Creating successful Knowledge Exchange (KE) projects
How can I identify my “offer”?
- What is your area of expertise?
- How do you know whether this is of interest to businesses and employers?
- Are competitors engaged in this activity?
- Are there specific business sectors which will be interested and why?
How do I know what the market wants?
- Is there a specific approach that is more likely to be of interest?
- Do opportunities mainly arise through tenders?
- Is there the potential to gain work through building relationships with key external players?
How can you gain University support for your project?
- Does your offer fit with your strategic faculty/directorate KE plan, and will it be supported?
- How will you – and the University - resource any activity?
- What approval process will be needed and within what timescales?
How can you deliver a successful project?
- Do you have a robust delivery plan which considers the main delivery risks and identifies project milestones?
- Have you developed a good working relationship with your client, with a clear and shared understanding of expectations including for when things go wrong?
- Are you confident about how you will identify and monitor project costs?
How can you build on your success?
- How will you evidence and demonstrate your success with a project?
- Does the project provide opportunities for marketing your offer and the University more widely?
- Can you use the project to raise your individual profile and academic standing?
- Do you know whether your client would be interested in further collaboration, or whether other organisations/businesses may be interested in something similar?
Identify and shape your offer
- Spend time considering what your offer is, remembering it will need to draw on your expertise but also be of interest to the market. Talk to Our Team for advice on how to develop your thinking.
- Consider whether there are any Intellectual Property issues you need to address, before you go public with your ideas.
- Who are your competitors in this field, and what makes your offer of more interest?
- Who are your potential internal and external collaborators? Often working with others will bring additional expertise and experience which will strengthen your offer.
- Think about the language you use. Is it the language of the business or community you want to engage with? Will clients and collaborators relate to it?
Understand what the market wants
- Understand how opportunities can be identified.
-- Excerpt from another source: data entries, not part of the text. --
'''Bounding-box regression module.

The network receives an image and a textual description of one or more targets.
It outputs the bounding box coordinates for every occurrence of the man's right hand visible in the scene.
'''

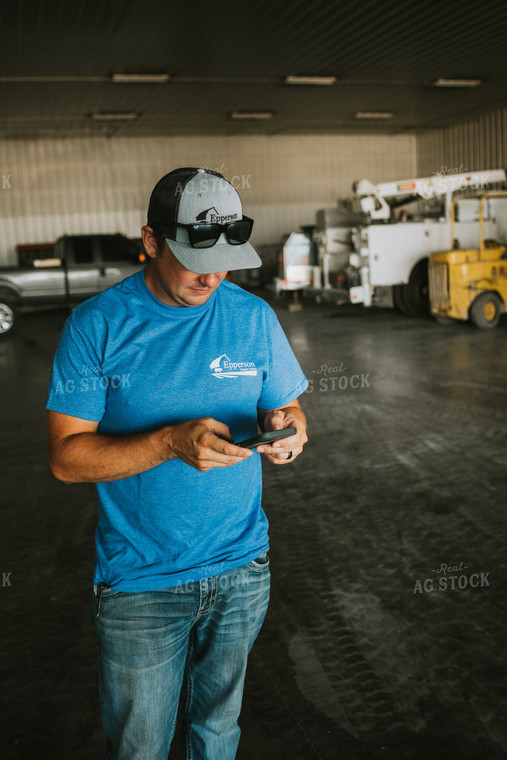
[47,411,252,484]
[163,417,253,472]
Is the main source through formal tenders, or is it more likely to be through building relationships with potential clients and taking ideas forward in collaboration?
- Be aware of the level of responsiveness the market will expect, and the timescales for delivery. These can often be with short deadlines and rapid delivery and you need to check the clients’ expectations and ensure the whole team is primed to respond.
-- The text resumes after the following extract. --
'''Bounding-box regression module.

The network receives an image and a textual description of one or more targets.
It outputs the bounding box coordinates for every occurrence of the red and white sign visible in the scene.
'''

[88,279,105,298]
- What price will the market pay for your offer? Generally different sectors (typically public or private) or different types of organisations (for example social enterprise, charities, SMEs) are willing or able to pay different amounts. It may be necessary to make the argument internally for different/lower levels of return particularly where it is a new project area.
- Are there other sources of funding for your activity that you could tap into?
Build faculty commitment
- Do spend some time checking with faculty/directorate management that they will support your KE activity in principle, and ideally before you need formal approval. Be clear what this will contribute to your department and faculty. Make sure key people understand what you are trying to deliver and why.
- Check the relevant policies and procedures to understand what you need to consider in advance. Will your project need ethics approval?
- How will this activity fit with your research and teaching activity? What are the synergies and how will you overcome any practical issues?
- Think about how any activity will be resourced. Will you need to arrange for staff to be released from other activities, or will you need to bring in associates or consultants?
- Familiarise yourself with the formal approval process and make sure you are clear on what the approval requirements will be for your particular project. Seek advice from Our Team and check on processes within your own faculty/directorate.
- Discover more about approvals, policies, process and resourcing in support and resources
- Be clear about the price you will be charging for the work and how that relates to the cost calculated using the University costing tool.
- Check that the legal documentation reflects your understanding of the arrangements agreed with your client. Seek advice about what fits within University guidelines.
- Ensure you have the right people approved to help with delivery and at the time the project requires.
- Agree a project plan with delivery milestones and outputs with your client. Do you understand what they need and when? How and when will you communicate with your client during the project?
- There’s help with pricing and planning in support and resources
Build on your success
- Be clear about what success will look like for this project? How will you know if you have achieved it?
- Arrange to talk to the client once the project is finished to find out their views on how it went. Be ready to listen and learn! See whether they will be willing to provide a testimonial that you can use for marketing and to support bids.
- Talk to the client about whether they would be interested in further work with you, or about other ways they may be interested in working with Brookes. How can we help them?
- Think about whether your project or something similar may be of interest to other clients. Seek advice about who they might be and how you should approach them?
- Seek advice about how to market the project both within Brookes and externally. Do this before the project begins to ensure you capture the building blocks you’ll need to market your work and develop new business.